I'm going to start a batch (37) eggs on Friday night. I have an opportunity to get 23 more eggs to start but won't get them until 5 days later. Should I attempt to stagger the hatches?? How do you do this in one incubator when you aren't supposed to turn eggs some days or even open theschine? Also different humidity requirements at different times. Also, I have two old mercury thermometers in there and one new digital one. The digital one reads 1-2 degrees less than the mercury ones. Which one should I go by? The digital one is laying on the egg tray, the mercury ones are closer to the heat source. Any tips for a first trimmer?


----------



## piglett (Jun 21, 2012)

kessy09 said:


> I'm going to start a batch (37) eggs on Friday night. I have an opportunity to get 23 more eggs to start but won't get them until 5 days later. Should I attempt to stagger the hatches?? How do you do this in one incubator when you aren't supposed to turn eggs some days or even open theschine? Also different humidity requirements at different times. Also, I have two old mercury thermometers in there and one new digital one. The digital one reads 1-2 degrees less than the mercury ones. Which one should I go by? The digital one is laying on the egg tray, the mercury ones are closer to the heat source. Any tips for a first trimmer?


 mark the different eggs so you know what is what.
i always go with the mercury one & have the best luck that way.
is the bator already up & runningup to temp?
if not get it going ahead of time.
i like my humidity to be 40% never over 50%
i bump it to 60% on day 18 (never let it go over 70%)
even if you have to pull the red plugs of slide the lid a little off to the side(but not all the way off)
i would worry about the larger group the 23 might hatch out a few too
any from the smaller group that hatch out will be a bonus

good luck
piglett


----------



## kessy09 (Jun 16, 2013)

Thanks piglett! I have had the bator running for a few days now just to figure things out. The mercury reads two degrees higher than the digital so I'm going to go by 101 on the mercury and 99 on the digital and hope it'll be ok.

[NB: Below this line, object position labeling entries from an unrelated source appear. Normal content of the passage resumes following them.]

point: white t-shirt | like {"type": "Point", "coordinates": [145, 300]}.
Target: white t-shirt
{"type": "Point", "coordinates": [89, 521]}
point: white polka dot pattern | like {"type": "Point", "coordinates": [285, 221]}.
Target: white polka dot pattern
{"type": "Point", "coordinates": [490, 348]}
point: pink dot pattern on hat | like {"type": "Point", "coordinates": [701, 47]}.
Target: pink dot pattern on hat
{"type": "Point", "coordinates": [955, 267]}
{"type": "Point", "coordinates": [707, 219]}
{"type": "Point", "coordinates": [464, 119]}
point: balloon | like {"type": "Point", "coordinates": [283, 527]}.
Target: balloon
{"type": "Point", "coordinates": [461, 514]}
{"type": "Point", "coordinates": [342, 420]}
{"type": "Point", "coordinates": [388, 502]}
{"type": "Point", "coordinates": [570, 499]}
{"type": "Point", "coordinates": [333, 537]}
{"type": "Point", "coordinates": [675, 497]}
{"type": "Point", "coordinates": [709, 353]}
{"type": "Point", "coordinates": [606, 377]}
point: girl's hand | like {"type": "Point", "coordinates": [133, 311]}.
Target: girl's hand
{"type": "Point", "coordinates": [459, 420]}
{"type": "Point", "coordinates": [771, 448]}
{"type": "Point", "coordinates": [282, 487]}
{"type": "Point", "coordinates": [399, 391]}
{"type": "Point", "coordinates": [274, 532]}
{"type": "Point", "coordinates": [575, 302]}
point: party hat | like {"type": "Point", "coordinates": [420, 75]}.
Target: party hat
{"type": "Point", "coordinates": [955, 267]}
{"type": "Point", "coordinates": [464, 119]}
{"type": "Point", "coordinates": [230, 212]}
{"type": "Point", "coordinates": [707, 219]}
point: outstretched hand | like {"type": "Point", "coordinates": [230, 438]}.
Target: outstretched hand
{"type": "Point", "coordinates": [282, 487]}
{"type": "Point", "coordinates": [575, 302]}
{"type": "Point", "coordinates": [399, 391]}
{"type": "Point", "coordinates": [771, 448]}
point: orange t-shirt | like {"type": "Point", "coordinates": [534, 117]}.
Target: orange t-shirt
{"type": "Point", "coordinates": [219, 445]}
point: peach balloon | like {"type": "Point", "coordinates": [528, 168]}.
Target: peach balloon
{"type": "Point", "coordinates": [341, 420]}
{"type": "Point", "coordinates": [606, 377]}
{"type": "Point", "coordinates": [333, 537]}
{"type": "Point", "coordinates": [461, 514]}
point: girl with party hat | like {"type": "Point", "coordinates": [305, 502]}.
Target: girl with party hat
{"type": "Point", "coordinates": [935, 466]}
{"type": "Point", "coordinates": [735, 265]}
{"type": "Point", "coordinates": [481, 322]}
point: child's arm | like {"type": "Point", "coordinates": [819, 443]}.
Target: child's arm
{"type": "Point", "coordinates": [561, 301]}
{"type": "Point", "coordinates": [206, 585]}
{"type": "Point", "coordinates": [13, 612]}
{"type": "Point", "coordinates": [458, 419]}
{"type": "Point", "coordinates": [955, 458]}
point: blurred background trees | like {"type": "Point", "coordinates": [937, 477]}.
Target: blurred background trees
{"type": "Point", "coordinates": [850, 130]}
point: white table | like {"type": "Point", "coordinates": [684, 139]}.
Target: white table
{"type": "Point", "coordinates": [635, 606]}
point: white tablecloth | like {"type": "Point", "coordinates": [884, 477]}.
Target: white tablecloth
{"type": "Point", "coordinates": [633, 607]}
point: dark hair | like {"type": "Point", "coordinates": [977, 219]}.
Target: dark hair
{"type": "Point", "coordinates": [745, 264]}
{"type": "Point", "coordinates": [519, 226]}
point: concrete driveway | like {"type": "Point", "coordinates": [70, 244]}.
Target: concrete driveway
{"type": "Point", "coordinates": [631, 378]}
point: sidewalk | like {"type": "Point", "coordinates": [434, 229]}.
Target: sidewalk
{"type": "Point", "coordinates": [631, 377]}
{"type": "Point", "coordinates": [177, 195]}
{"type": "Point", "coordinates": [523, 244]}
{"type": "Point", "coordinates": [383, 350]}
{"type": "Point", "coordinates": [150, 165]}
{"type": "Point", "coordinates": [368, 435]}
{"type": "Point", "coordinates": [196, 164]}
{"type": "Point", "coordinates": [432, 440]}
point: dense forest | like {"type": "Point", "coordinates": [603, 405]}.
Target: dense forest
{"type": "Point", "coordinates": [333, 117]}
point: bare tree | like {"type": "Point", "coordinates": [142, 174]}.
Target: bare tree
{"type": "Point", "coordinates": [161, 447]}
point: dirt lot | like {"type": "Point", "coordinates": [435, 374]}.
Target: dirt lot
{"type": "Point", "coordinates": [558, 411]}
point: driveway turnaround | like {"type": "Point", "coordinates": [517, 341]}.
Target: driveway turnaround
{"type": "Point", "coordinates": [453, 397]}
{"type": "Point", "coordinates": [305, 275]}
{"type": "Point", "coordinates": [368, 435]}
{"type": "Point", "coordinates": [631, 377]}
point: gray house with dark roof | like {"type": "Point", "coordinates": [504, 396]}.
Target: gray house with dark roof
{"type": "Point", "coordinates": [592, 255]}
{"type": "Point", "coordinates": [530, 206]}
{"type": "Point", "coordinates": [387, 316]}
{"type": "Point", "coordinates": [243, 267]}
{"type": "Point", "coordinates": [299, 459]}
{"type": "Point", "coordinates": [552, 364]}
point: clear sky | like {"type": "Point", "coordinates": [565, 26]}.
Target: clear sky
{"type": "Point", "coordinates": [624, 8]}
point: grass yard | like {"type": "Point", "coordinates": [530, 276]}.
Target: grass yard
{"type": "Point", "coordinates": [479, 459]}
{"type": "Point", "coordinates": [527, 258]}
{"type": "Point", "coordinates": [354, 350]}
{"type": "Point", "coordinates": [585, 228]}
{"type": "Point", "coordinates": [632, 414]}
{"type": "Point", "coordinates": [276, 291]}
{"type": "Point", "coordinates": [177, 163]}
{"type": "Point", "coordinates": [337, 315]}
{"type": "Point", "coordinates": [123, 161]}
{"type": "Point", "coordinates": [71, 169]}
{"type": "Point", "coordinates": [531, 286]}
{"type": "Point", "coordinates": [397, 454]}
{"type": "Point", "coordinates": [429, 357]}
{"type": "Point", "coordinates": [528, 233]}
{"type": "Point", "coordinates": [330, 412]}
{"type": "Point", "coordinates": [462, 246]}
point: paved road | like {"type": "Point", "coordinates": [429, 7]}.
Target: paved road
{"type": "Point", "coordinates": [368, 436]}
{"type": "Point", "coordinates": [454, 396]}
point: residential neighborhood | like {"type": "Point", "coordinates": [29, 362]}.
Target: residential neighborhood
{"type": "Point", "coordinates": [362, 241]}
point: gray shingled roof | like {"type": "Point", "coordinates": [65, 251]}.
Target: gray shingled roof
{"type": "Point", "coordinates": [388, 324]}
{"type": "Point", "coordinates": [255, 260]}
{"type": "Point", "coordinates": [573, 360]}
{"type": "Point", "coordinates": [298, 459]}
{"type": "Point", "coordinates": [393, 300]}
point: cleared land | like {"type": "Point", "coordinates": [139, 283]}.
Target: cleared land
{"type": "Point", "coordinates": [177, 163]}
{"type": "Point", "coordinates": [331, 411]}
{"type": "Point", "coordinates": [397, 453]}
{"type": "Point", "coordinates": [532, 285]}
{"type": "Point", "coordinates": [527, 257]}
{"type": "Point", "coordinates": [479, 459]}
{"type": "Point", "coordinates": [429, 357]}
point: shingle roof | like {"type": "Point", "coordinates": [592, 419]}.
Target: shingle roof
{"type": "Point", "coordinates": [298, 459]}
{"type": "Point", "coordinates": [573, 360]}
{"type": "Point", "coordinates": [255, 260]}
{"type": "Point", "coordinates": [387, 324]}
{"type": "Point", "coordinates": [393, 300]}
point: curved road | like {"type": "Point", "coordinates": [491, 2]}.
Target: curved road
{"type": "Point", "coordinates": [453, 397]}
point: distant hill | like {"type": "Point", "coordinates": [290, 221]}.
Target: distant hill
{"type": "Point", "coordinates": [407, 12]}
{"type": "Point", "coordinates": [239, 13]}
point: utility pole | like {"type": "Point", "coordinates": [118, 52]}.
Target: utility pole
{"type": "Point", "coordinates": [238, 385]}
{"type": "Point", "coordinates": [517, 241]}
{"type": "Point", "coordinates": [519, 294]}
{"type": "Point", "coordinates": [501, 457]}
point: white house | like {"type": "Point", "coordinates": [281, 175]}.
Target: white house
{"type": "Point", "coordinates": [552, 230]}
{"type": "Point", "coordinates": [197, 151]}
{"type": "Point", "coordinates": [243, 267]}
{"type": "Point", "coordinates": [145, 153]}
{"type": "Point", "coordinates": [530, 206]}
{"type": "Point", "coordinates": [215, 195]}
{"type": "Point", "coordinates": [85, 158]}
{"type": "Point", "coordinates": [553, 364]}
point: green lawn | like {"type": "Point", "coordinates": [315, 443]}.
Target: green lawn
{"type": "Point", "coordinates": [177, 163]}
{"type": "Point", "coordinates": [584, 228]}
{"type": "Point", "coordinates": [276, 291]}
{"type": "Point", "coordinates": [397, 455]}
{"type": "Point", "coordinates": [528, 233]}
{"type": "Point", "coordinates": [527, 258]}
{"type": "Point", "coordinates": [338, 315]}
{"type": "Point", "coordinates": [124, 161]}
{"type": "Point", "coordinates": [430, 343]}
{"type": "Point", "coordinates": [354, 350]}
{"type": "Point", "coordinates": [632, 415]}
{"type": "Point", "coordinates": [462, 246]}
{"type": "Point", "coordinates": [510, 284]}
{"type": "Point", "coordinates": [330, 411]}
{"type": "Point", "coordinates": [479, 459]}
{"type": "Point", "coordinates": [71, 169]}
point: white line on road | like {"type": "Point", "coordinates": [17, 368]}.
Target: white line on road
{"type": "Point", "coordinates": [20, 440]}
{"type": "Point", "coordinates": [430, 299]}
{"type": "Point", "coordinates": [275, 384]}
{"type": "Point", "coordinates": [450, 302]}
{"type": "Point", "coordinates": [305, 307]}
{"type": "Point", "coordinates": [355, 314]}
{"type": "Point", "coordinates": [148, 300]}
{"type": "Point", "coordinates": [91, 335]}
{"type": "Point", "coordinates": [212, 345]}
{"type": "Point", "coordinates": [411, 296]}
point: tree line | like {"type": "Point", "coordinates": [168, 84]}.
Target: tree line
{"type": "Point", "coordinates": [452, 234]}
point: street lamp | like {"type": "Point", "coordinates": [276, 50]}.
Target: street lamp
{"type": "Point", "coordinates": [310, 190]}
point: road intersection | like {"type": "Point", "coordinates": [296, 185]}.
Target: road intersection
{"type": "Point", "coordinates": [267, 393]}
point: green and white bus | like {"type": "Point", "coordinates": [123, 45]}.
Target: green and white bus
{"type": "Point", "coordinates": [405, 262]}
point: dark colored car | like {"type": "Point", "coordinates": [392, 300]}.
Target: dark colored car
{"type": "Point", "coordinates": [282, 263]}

The humidity is a bit more finicky though so I'm workin on it and will constantly monitor.


----------



## piglett (Jun 21, 2012)

kessy09 said:


> Thanks piglett! I have had the bator running for a few days now just to figure things out. The mercury reads two degrees higher than the digital so I'm going to go by 101 on the mercury and 99 on the digital and hope it'll be ok. The humidity is a bit more finicky though so I'm workin on it and will constantly monitor.


also once you add your eggs the humidity will change
this is because eggs give off a little themselves.
there can be a big difference between a bator with just a few eggs in it & one that is full.

rite now i am running my hatcher with 1/2 of the water that i was using in it back durring cold weather. that is bacause it had been really dry in my house due to running the woodstove.

good luck piglett


----------